Hinton Geoffrey
Department of Computer Science, University of Toronto.
Cogn Sci. 2014 Aug;38(6):1078-101. doi: 10.1111/cogs.12049. Epub 2013 Jun 25.
It is possible to learn multiple layers of non-linear features by backpropagating error derivatives through a feedforward neural network. This is a very effective learning procedure when there is a huge amount of labeled training data, but for many learning tasks very few labeled examples are available. In an effort to overcome the need for labeled data, several different generative models were developed that learned interesting features by modeling the higher order statistical structure of a set of input vectors. One of these generative models, the restricted Boltzmann machine (RBM), has no connections between its hidden units and this makes perceptual inference and learning much simpler. More significantly, after a layer of hidden features has been learned, the activities of these features can be used as training data for another RBM. By applying this idea recursively, it is possible to learn a deep hierarchy of progressively more complicated features without requiring any labeled data. This deep hierarchy can then be treated as a feedforward neural network which can be discriminatively fine-tuned using backpropagation. Using a stack of RBMs to initialize the weights of a feedforward neural network allows backpropagation to work effectively in much deeper networks and it leads to much better generalization. A stack of RBMs can also be used to initialize a deep Boltzmann machine that has many hidden layers. Combining this initialization method with a new method for fine-tuning the weights finally leads to the first efficient way of training Boltzmann machines with many hidden layers and millions of weights.
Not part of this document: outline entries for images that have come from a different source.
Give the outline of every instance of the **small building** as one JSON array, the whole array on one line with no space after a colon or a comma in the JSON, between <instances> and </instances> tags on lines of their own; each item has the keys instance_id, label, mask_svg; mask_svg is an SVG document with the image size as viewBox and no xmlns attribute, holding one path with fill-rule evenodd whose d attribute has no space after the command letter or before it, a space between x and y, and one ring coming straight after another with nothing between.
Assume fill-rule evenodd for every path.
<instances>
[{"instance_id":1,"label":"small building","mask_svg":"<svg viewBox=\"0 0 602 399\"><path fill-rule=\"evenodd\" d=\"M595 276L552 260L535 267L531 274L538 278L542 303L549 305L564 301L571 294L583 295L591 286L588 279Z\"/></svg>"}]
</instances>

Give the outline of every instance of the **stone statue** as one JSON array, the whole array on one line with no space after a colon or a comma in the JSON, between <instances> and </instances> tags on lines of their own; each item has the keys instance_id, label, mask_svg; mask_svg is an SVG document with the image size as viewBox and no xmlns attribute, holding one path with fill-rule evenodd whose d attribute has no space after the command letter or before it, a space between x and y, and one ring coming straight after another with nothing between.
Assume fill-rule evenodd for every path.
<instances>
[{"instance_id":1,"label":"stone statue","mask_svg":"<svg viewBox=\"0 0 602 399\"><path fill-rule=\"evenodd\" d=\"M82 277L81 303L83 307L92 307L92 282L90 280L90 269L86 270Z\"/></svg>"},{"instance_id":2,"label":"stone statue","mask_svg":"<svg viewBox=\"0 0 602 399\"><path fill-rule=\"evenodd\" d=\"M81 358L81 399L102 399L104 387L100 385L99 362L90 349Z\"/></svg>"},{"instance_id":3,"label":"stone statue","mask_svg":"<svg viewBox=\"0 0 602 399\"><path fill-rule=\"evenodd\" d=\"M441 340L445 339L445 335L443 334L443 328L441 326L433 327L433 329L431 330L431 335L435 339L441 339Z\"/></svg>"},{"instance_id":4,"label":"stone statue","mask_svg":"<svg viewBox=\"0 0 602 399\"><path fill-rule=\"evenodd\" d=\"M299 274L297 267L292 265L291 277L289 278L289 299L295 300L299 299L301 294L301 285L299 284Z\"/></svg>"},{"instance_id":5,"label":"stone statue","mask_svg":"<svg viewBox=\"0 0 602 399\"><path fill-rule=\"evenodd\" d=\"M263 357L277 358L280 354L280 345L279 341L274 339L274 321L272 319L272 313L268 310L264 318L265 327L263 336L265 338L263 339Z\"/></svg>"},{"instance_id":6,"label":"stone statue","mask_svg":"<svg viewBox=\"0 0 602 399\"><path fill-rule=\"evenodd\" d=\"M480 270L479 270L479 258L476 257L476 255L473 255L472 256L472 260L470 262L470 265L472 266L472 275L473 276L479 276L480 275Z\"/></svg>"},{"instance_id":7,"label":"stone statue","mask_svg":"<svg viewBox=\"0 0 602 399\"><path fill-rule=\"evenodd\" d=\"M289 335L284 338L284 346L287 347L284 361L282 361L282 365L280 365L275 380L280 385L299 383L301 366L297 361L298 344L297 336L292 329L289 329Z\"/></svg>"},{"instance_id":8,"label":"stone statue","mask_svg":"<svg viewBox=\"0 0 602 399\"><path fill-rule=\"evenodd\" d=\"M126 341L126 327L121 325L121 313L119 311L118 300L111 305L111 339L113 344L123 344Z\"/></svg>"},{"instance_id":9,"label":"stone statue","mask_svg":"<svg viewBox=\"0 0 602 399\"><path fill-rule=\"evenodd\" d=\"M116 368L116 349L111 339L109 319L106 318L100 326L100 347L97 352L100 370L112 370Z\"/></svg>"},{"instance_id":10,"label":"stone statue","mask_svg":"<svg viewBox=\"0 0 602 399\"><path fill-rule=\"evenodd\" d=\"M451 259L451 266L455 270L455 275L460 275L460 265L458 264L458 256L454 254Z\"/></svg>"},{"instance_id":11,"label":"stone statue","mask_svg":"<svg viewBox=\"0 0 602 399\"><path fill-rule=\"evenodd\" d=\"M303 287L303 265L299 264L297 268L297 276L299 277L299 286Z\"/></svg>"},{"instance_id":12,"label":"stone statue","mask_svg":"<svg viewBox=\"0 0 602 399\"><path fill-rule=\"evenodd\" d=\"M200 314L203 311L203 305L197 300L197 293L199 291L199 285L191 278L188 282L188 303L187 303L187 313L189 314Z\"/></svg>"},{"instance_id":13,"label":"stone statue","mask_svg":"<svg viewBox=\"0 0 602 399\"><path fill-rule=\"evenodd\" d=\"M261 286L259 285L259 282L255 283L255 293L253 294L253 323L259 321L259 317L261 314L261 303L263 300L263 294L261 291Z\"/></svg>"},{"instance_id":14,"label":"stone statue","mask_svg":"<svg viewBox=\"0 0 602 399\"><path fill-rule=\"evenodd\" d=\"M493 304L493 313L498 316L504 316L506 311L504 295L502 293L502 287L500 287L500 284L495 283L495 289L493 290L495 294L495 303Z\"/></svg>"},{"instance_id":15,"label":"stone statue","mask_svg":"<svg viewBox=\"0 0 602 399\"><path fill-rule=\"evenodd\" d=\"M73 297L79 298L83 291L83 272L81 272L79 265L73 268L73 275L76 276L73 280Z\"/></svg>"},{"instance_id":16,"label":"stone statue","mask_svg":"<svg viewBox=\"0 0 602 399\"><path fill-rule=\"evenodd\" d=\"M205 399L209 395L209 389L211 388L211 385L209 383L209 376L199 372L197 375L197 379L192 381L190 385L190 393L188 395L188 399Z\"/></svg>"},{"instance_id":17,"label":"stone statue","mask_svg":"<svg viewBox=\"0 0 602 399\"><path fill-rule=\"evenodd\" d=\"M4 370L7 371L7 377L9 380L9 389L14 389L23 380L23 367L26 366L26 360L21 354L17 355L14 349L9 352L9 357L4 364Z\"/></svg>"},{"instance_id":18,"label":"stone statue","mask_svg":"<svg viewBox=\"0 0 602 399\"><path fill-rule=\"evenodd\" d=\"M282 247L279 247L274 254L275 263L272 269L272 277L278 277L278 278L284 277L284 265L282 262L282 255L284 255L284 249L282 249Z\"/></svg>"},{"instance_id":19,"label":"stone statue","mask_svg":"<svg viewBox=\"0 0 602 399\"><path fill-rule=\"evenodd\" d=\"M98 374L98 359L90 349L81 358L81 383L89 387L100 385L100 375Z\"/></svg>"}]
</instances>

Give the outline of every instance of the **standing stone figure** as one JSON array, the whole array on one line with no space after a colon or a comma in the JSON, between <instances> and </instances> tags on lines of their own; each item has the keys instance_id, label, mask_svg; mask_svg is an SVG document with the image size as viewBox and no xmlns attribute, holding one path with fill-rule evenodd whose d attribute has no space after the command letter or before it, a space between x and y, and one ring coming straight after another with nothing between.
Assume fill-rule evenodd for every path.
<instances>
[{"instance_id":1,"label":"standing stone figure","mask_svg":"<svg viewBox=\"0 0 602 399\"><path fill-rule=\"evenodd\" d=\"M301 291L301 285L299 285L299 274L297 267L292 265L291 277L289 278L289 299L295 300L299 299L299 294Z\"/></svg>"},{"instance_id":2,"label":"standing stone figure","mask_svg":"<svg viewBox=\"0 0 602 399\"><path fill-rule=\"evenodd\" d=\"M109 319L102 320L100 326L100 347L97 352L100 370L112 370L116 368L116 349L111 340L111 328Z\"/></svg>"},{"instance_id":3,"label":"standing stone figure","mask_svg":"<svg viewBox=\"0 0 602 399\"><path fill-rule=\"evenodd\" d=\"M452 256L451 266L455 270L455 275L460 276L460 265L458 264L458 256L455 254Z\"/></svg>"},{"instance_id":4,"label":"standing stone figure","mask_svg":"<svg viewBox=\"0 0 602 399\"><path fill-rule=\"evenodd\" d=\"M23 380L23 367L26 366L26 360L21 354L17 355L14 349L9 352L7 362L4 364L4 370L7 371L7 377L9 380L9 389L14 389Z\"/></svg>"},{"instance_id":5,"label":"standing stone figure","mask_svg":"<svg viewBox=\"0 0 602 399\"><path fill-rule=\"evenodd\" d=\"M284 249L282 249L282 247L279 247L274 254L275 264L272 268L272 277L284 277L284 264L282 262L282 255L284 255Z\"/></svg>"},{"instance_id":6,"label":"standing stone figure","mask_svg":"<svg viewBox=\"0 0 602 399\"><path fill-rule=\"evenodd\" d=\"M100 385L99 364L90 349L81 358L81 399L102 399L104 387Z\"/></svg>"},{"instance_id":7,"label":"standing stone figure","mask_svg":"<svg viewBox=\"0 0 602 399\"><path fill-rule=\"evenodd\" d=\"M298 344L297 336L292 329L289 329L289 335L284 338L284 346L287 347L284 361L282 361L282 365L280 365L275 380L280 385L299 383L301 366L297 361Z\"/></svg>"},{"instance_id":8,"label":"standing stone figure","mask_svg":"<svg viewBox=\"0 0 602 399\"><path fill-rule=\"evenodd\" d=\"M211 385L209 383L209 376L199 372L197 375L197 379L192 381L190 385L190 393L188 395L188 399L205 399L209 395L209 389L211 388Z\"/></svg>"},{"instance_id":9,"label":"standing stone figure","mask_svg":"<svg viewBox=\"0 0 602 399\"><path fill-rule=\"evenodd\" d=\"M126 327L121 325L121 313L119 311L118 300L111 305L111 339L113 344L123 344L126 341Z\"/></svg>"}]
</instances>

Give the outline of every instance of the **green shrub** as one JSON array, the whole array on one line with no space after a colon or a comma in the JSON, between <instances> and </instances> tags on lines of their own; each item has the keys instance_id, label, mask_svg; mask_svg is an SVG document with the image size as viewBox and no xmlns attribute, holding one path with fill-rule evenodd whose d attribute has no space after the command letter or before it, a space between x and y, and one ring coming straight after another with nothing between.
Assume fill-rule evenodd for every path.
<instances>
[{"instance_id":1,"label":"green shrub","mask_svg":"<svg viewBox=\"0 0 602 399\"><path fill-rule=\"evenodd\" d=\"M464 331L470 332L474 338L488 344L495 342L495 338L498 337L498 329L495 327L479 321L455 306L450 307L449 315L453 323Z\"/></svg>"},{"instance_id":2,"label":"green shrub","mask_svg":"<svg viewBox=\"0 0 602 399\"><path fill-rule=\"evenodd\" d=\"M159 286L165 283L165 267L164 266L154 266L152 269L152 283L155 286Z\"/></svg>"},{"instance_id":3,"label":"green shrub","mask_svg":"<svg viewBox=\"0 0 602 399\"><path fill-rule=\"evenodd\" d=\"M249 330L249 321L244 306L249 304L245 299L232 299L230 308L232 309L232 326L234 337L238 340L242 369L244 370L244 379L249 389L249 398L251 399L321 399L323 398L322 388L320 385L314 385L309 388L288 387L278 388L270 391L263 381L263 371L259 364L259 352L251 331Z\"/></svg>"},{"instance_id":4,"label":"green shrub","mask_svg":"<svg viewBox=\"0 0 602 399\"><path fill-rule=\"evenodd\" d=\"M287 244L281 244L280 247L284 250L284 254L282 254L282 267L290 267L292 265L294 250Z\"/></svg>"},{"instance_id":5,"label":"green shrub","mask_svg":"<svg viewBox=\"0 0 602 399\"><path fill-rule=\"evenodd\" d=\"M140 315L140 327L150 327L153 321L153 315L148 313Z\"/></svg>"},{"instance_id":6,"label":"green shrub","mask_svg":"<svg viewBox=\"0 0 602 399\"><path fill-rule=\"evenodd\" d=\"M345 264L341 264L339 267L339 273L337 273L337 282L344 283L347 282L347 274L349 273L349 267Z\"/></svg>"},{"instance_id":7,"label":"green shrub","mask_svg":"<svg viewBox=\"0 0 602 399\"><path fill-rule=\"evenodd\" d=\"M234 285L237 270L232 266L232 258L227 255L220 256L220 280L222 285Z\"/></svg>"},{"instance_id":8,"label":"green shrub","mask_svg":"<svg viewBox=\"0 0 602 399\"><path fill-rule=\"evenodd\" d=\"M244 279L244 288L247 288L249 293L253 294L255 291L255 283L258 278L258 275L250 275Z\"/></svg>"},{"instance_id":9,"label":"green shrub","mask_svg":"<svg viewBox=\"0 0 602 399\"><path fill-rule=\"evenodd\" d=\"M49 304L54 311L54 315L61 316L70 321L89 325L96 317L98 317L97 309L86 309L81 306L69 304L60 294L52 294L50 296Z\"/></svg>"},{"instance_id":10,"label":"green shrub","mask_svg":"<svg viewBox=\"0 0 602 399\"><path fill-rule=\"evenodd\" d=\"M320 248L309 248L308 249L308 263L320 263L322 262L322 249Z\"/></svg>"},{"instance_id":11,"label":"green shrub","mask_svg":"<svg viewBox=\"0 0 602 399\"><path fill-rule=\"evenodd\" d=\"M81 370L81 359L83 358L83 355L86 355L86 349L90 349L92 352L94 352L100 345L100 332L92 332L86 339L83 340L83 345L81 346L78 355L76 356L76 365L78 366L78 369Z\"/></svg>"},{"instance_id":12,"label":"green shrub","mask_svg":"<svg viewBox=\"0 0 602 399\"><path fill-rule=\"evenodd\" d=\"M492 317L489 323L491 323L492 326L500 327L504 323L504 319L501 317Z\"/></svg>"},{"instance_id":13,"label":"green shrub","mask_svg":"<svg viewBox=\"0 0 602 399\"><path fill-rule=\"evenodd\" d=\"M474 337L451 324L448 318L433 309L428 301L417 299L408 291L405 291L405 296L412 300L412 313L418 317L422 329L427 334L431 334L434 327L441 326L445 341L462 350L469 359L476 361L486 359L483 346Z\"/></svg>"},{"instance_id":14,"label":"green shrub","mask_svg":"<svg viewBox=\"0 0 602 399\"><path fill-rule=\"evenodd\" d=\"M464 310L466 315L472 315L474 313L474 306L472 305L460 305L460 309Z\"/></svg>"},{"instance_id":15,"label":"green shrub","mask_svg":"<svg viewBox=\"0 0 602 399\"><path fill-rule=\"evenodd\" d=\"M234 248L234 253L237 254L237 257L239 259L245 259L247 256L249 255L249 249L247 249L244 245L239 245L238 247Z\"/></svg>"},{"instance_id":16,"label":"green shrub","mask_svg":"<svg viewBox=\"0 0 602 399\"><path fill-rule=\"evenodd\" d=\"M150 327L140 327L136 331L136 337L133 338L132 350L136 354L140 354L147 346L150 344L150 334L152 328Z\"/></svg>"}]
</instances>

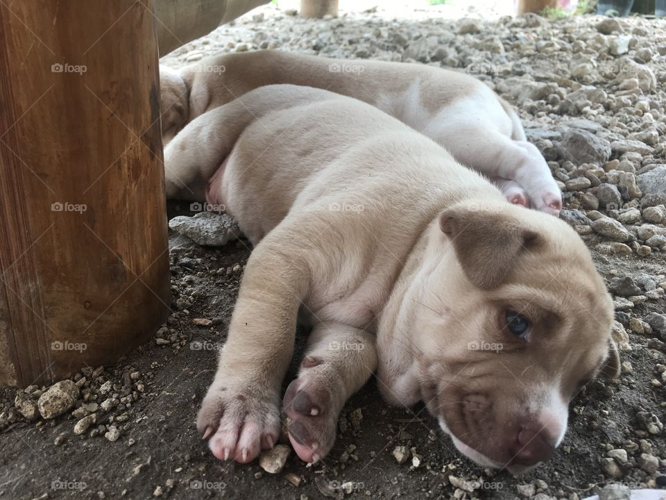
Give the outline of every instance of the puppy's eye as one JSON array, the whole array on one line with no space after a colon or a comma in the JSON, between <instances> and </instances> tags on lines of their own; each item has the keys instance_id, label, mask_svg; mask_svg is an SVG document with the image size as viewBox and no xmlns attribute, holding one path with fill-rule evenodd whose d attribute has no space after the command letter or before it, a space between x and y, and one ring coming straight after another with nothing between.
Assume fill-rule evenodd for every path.
<instances>
[{"instance_id":1,"label":"puppy's eye","mask_svg":"<svg viewBox=\"0 0 666 500\"><path fill-rule=\"evenodd\" d=\"M504 314L506 320L506 328L518 338L524 339L529 332L529 321L524 316L521 316L515 311L507 310Z\"/></svg>"}]
</instances>

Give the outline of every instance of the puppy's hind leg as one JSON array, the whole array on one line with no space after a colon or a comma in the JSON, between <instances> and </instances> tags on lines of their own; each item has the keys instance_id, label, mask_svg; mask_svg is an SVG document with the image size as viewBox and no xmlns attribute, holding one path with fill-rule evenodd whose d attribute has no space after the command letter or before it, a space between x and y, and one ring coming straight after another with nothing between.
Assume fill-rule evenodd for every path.
<instances>
[{"instance_id":1,"label":"puppy's hind leg","mask_svg":"<svg viewBox=\"0 0 666 500\"><path fill-rule=\"evenodd\" d=\"M333 446L340 412L375 371L377 351L367 332L323 322L314 327L306 353L298 378L284 394L282 411L296 453L314 462Z\"/></svg>"},{"instance_id":2,"label":"puppy's hind leg","mask_svg":"<svg viewBox=\"0 0 666 500\"><path fill-rule=\"evenodd\" d=\"M509 184L495 183L509 201L517 201L518 184L527 199L527 206L556 216L559 214L562 193L548 164L534 144L513 140L496 131L481 132L474 124L447 129L447 133L452 140L447 141L446 147L456 160L491 180L513 181ZM481 138L478 144L472 144L470 138Z\"/></svg>"}]
</instances>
通过前馈神经网络反向传播误差导数来学习多层非线性特征是可行的。当有大量带标签的训练数据时,这是一种非常有效的学习方法,但对于许多学习任务来说,可用的带标签示例很少。为了克服对带标签数据的需求,人们开发了几种不同的生成模型,这些模型通过对一组输入向量的高阶统计结构进行建模来学习有趣的特征。其中一种生成模型,即受限玻尔兹曼机(RBM),其隐藏单元之间没有连接,这使得感知推理和学习变得更加简单。更重要的是,在学习了一层隐藏特征之后,这些特征的活动可以用作另一个RBM的训练数据。通过递归地应用这个想法,可以学习到一个越来越复杂的特征的深度层次结构,而无需任何带标签的数据。然后,这个深度层次结构可以被视为一个前馈神经网络,可以使用反向传播进行有区别的微调。使用一堆RBM来初始化前馈神经网络的权重,可以使反向传播在更深的网络中有效地工作,并导致更好的泛化。一堆RBM也可以用来初始化一个有许多隐藏层的深度玻尔兹曼机。将这种初始化方法与一种新的权重微调方法相结合,最终产生了第一种有效训练具有许多隐藏层和数百万权重的玻尔兹曼机的方法。